Чуть ли не кисточкой расчищал вокруг нее наслоения времени. Как хитроумный разведчик, прислушивался к ее коротким репликам и пытался понять, какой она стала и какой может стать, если «разминирование» пройдет успешно.
Ведь — и теперь я чувствовал это наверняка! — известие о том, что Лика жива-здорова, и то, что мы встретились на новом витке своей жизни, еле слышно запустило в действие наши заржавевшие и покрытые патиной механизмы.
Оставалось только понять — ради чего?
И каким образом использовать этот пока довольно причудливый шанс на пользу этому движению?
Пока мы живо говорили обо мне, и я полностью отдал всю свою не такую уж и яркую обыденность в жертву ее вежливому (и не более!) интересу.
Достаточно подробно рассказал о первых днях лечения, о том, как раскололась жизнь.
Медленно она вытащила из меня почти все. Услышав о женщине-дефектологе, которая вот уже два года посещает больную, неожиданно спросила:
— Она тебя любит?
— С чего ты взяла?! — слишком быстро возразил я.
И улыбнулся, узнавая во взгляде этого стриженого мальчишки «рентген», о котором когда-то предупреждала ее дочь.
…Моя бывшая студентка, Лина, была одной из немногих учениц, ради которых я еще держался на кинофакультете в качестве руководителя курса.
Вступая в университет, она откровенно сообщила, что, выполняя волю родителей, учится в каком-то экономическом вузе. И что родители категорически отказались финансировать еще одно, по их мнению, неприбыльное, ложное и нелепое образование. Поэтому зарабатывать на обучение она будет сама. А тот вуз собиралась оставить, как только поступит в мой. Была уверена, что поступит. Мысленно я сразу окрестил эту нахалку «осликом», но на курс пришлось взять — дурак был бы, если бы не взял.
Имелся единственный вопрос — способность оплачивать обучение, ведь в число «бюджетников» она не попадала из-за того, второго, образования.
Но девушка достаточно хорошо знала компьютерную графику и зарабатывала неплохие деньги в качестве компьютерного дизайнера — делала каталоги, художественные альбомы, имела кучу заказов на верстку сложных научных монографий, что пригодилось потом, когда я взял ее на работу в свой продакшн.
Сначала не представлял, зачем ей, будущему торговому менеджеру, нужна такая странная и неприбыльная профессия, как кинодокументалистика. А уже потом было сплошное удовольствие от ее идей, умения все схватывать на лету, а главное — того неистовства, с которым она шла к своей цели. Когда (курсе на втором) ее ложь была раскрыта, я имел достаточно неприятную встречу с родителями, которые считали, что именно я сбил девушку с пути истинного. Плохо же они знали своего ослика!

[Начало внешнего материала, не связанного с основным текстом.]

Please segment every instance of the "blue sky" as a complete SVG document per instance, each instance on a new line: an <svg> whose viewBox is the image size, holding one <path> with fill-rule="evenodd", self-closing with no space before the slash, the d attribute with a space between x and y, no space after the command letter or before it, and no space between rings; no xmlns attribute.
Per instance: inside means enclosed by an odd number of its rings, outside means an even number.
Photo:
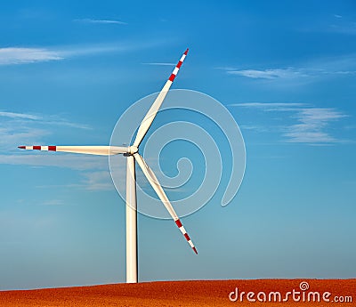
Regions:
<svg viewBox="0 0 356 307"><path fill-rule="evenodd" d="M231 111L245 179L182 219L198 256L140 215L140 279L354 278L355 37L353 1L2 3L0 288L125 281L107 158L17 146L108 144L187 47L173 88Z"/></svg>

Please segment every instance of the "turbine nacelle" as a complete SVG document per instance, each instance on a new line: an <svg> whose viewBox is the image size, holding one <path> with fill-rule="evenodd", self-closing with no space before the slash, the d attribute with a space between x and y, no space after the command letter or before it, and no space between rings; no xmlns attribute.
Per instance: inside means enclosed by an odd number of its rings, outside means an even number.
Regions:
<svg viewBox="0 0 356 307"><path fill-rule="evenodd" d="M128 153L131 155L134 155L136 152L139 151L139 148L136 146L129 146L128 147Z"/></svg>

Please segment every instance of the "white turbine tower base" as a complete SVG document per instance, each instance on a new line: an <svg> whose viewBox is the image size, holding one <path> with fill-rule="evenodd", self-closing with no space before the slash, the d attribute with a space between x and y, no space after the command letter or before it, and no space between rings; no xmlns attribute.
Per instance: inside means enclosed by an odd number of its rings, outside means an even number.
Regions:
<svg viewBox="0 0 356 307"><path fill-rule="evenodd" d="M185 230L183 225L177 214L175 213L173 206L171 205L168 198L166 197L162 186L159 184L158 180L154 174L153 171L147 165L143 158L139 154L139 147L147 132L149 131L153 120L163 101L166 98L177 73L188 53L188 49L182 55L181 60L175 66L174 71L163 86L158 96L150 108L146 116L144 117L134 144L129 147L121 146L19 146L22 149L35 149L45 151L63 151L73 152L89 155L101 155L111 156L124 154L127 158L127 169L126 169L126 282L136 283L138 280L138 265L137 265L137 199L136 199L136 178L135 178L135 161L142 170L148 182L156 191L157 195L162 201L163 205L167 209L169 214L178 226L182 234L184 236L193 251L198 254L190 236Z"/></svg>

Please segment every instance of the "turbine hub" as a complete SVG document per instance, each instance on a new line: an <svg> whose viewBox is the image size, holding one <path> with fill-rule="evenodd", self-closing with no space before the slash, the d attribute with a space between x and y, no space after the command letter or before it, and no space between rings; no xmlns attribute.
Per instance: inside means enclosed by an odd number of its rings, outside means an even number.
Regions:
<svg viewBox="0 0 356 307"><path fill-rule="evenodd" d="M136 146L129 146L128 150L131 155L134 155L139 151L139 149Z"/></svg>

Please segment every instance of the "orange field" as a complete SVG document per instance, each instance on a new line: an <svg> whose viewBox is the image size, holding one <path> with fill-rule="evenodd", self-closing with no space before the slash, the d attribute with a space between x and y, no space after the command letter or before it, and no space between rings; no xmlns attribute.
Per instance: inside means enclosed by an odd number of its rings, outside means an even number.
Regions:
<svg viewBox="0 0 356 307"><path fill-rule="evenodd" d="M303 286L307 288L301 290L301 282L306 282L307 284L304 283ZM236 288L238 288L238 299ZM299 302L296 302L298 298ZM249 302L249 300L255 300L255 302ZM281 302L279 302L279 300ZM313 300L316 302L312 302ZM351 300L352 302L350 302ZM1 307L234 305L355 307L356 279L159 281L0 291Z"/></svg>

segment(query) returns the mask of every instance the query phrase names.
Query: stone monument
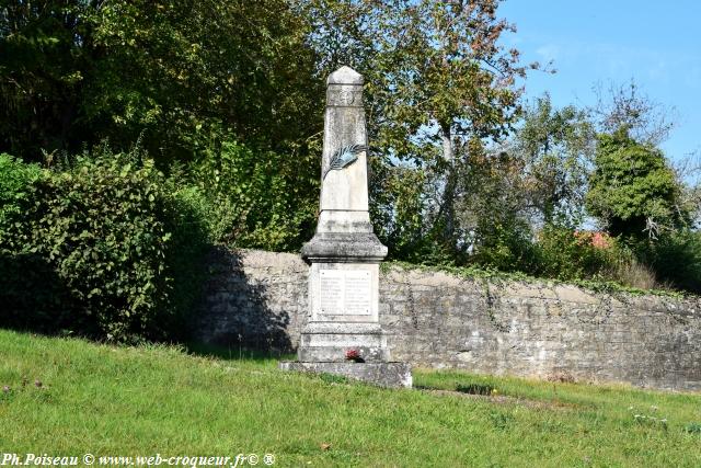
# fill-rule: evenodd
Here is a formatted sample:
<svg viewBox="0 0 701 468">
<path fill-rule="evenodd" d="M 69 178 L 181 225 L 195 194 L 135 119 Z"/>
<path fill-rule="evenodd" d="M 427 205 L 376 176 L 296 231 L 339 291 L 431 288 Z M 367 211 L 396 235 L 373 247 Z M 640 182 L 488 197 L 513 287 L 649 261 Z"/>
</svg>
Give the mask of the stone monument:
<svg viewBox="0 0 701 468">
<path fill-rule="evenodd" d="M 387 247 L 370 224 L 367 155 L 363 77 L 341 67 L 326 80 L 319 224 L 301 251 L 311 265 L 309 321 L 299 361 L 280 368 L 411 387 L 411 368 L 390 362 L 379 323 L 379 264 Z"/>
</svg>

Впоследствии, вполне подтверждая мою теорию о неслучайности, именно Лина познакомила меня с Мариной, врачом-дефектологом, которую порекомендовала для матери.
Это была очень странная встреча.
Когда я согласился испытать еще и этот способ налаживания речевого расстройства, Лина сказала, что Марина Константиновна вряд ли сможет принять меня в клинике — у нее плотный график и почти некогда обсуждать частные дела во время рабочего дня.
— Если хотите, я бы смогла заманить ее к вам, — предложила Лина, — и вы бы все обсудили в непринужденной обстановке.
Я замахал руками:
— Стоп, машина! Сказала бы сразу: ты хочешь меня сосватать. Какая еще непринужденная обстановка? Зачем? Терпеть этого не могу, благодетельница ты моя!
Она расхохоталась как сумасшедшая:
— У вас, босс, завышенная самооценка. Тоже мне, цаца! При чем здесь «сосватать»? Она деловая женщина. Или вы считаете себя большим подарком, на который посягают?